Als Zuschauer wird man sofort auf Marilyns Seite gezogen – was natürlich auch an Clarks Erzählperspektive liegt. Zwar kann man stellenweise verstehen, dass Laurence Olivier sich über ihre schlechte Leistung beschwert, aber es wird auch erklärt, weshalb sie sich so unsicher fühlt. Man möchte in keiner Situation mit ihr tauschen. Sei es bei ihrer Ankunft am Flughafen, wo sie von Fotografenscharen und Presseleuten empfangen wird oder als die Fans ihr bei einem Einkaufsbummel in London quasi die Luft rauben. Vielleicht hatte sie gehofft, dass sie in England – so weit von ihrer Heimat entfernt – etwas Abstand von dem Trubel rund um ihre Person gewinnt und ein normaleres Leben führen kann, doch weit gefehlt. Sie merkt sofort, dass man sie nicht ernst nimmt und dass nicht mal ihr Mann auf ihrer Seite ist. Zwar erhält sie Zuspruch von Sibyl Thorndike und ihrer Mentorin Paula, dennoch fühlt sie sich verloren. Da ist es fast schon nachvollziehbar, dass sie zu Tabletten greift, um den seelischen Schmerz zu betäuben.

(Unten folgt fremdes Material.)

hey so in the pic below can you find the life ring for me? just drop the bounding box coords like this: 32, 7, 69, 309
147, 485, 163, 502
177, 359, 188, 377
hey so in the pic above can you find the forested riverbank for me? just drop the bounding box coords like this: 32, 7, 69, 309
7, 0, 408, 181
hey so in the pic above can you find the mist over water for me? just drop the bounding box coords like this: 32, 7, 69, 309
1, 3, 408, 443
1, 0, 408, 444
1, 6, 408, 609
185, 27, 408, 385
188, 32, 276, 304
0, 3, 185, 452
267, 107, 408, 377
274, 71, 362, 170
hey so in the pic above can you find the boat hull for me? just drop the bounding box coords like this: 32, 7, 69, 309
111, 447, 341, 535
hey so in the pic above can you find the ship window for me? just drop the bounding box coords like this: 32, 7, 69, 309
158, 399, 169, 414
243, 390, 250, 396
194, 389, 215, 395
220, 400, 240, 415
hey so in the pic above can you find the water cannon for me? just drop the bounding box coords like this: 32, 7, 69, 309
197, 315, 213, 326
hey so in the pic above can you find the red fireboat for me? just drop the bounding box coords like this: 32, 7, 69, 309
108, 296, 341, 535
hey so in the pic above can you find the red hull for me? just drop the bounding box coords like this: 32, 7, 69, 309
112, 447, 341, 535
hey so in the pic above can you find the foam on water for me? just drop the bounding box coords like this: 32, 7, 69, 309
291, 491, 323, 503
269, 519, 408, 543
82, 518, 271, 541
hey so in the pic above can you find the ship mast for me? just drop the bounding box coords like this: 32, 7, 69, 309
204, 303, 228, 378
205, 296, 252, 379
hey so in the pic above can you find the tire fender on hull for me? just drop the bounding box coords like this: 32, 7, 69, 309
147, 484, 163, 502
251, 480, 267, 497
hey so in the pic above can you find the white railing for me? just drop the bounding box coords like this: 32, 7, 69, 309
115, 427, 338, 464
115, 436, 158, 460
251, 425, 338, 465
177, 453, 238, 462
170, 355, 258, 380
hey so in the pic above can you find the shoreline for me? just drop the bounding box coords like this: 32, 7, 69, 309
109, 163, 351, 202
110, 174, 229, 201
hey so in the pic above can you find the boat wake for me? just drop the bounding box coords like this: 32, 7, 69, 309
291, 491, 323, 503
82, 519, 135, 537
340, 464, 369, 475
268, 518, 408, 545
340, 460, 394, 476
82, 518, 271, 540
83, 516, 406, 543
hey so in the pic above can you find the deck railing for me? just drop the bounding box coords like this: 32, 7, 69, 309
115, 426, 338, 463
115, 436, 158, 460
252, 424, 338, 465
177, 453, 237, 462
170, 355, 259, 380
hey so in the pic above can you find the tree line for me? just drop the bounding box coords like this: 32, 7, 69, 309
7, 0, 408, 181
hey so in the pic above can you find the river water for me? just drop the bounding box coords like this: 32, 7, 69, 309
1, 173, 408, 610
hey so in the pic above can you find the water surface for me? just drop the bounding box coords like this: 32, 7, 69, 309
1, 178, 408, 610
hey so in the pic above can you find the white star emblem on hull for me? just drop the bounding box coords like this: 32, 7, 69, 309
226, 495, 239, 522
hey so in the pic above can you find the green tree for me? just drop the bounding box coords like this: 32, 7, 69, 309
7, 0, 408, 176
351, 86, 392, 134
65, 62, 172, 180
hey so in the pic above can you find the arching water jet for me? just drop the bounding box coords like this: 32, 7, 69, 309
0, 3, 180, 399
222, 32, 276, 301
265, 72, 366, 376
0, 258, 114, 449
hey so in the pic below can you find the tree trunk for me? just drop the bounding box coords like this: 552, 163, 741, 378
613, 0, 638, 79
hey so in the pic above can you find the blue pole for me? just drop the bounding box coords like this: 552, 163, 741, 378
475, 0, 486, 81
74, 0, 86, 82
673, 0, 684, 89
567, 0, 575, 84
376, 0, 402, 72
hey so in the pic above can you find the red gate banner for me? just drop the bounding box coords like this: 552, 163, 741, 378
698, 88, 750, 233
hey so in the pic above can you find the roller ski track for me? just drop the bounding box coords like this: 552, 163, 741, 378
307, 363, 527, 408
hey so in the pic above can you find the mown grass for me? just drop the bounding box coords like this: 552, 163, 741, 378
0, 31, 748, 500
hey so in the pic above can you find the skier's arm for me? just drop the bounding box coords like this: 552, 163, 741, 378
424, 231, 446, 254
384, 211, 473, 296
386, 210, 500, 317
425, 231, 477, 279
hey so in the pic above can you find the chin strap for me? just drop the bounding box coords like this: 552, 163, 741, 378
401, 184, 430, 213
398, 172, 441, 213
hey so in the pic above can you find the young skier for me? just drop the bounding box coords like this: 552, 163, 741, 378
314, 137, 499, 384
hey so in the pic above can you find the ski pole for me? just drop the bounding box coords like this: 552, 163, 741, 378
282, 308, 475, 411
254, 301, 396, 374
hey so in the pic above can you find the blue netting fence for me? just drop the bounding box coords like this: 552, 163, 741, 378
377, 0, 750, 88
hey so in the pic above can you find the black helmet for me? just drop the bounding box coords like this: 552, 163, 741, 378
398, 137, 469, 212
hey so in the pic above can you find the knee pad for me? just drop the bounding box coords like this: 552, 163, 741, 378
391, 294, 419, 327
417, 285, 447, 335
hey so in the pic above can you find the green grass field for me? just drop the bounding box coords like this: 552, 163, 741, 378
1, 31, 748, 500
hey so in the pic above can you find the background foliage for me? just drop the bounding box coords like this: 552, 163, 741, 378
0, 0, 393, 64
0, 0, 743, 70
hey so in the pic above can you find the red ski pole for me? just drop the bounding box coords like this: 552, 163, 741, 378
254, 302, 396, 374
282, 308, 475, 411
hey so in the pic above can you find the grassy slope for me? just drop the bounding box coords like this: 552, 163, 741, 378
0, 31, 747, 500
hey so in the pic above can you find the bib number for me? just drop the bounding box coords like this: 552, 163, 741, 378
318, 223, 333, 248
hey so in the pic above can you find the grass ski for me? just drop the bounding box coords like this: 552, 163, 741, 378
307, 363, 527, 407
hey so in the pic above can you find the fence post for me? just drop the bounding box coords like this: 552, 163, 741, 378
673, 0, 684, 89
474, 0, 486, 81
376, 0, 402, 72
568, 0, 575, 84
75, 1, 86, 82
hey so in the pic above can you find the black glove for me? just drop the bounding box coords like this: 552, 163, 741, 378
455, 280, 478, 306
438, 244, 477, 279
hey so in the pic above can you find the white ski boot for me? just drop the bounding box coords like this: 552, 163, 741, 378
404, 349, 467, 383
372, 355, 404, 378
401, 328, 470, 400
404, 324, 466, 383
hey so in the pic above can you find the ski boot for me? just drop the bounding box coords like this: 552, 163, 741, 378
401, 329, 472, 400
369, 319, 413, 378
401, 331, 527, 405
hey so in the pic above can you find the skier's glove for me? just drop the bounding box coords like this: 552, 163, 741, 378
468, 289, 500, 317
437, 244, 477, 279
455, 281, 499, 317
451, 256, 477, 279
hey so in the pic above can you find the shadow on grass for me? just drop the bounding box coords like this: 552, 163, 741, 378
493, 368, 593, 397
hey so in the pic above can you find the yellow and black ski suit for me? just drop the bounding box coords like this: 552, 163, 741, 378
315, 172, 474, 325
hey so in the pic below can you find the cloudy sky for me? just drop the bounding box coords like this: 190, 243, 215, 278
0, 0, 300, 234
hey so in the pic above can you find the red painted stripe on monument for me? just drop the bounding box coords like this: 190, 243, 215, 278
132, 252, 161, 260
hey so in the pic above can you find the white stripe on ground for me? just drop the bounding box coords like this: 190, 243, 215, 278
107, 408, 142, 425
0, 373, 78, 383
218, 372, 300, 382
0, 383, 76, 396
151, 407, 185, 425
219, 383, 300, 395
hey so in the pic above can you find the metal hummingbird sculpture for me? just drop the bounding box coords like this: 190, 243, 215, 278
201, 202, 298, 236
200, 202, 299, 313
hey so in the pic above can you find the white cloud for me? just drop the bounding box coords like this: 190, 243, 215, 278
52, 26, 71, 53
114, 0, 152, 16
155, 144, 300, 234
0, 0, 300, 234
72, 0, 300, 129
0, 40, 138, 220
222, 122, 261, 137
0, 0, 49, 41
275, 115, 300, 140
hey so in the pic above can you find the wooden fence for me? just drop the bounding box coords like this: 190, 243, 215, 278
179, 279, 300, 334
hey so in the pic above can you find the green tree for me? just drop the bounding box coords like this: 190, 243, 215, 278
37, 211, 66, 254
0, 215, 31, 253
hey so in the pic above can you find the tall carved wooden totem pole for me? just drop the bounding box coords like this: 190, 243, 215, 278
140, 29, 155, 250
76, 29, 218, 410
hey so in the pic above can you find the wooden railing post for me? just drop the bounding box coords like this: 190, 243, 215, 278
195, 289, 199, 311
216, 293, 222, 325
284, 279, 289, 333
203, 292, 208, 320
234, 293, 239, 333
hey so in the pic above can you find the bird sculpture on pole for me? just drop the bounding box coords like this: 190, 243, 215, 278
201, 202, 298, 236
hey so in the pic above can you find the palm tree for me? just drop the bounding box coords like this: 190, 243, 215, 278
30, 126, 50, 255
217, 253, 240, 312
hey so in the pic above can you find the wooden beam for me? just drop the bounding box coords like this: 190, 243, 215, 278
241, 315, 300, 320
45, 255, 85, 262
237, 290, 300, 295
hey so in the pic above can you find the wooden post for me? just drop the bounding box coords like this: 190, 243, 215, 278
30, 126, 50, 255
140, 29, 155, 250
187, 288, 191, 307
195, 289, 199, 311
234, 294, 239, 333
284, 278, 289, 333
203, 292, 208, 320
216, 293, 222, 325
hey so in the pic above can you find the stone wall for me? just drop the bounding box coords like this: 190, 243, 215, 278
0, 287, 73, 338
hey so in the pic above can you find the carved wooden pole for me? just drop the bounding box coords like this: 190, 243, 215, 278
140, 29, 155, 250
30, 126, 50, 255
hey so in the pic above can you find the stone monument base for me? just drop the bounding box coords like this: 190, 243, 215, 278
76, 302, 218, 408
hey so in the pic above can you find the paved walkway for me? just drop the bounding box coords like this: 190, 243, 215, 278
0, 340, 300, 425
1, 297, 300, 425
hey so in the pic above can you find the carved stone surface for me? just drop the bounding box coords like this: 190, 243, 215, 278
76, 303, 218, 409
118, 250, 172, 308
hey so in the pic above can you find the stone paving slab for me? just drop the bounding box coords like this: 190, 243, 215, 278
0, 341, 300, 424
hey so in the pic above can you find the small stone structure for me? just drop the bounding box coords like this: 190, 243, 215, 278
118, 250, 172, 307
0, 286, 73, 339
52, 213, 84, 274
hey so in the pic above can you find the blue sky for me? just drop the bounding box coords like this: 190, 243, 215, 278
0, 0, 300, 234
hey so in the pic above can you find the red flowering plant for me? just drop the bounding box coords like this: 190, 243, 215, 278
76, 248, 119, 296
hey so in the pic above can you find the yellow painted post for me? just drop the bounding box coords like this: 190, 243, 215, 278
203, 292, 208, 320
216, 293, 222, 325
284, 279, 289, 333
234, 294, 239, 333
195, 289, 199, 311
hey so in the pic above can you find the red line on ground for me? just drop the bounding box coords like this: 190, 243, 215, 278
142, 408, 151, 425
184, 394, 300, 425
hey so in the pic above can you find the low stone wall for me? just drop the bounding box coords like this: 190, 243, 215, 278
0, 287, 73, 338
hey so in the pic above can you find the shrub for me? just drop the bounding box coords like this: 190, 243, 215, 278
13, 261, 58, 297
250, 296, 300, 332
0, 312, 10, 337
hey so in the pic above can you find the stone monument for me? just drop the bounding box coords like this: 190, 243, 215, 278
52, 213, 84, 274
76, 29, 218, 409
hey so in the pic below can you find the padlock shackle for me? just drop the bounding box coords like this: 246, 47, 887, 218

Entsprechend erleichtert ist man, wenn die Szenen kommen, in denen sie mit Colin zusammen ist. Er scheint sie zu verstehen und auch wenn er sie vergöttert, sieht er sie nicht als ein Objekt an. Er macht sich aufrichtig Sorgen um sie und verteidigt sie vor ihren Beratern und all jenen, die meinen, sich in ihr Leben einmischen zu müssen. Redmayne spielt diese Rolle des Colin Clark sehr charmant. Man ahnt zwar, dass Clark sich die Finger verbrennen wird, aber gleichzeitig ist man ihm fast schon dankbar, dass er sich um Marilyn kümmert. Er scheint genau das zu verkörpern, was sich Marilyn insgeheim wünscht – ein normales Leben, abgeschieden von Agenten, Fotografen und den Medien. Doch sie hat zu lange und zu hart dafür gearbeitet, dieses Leben hinter sich zu lassen.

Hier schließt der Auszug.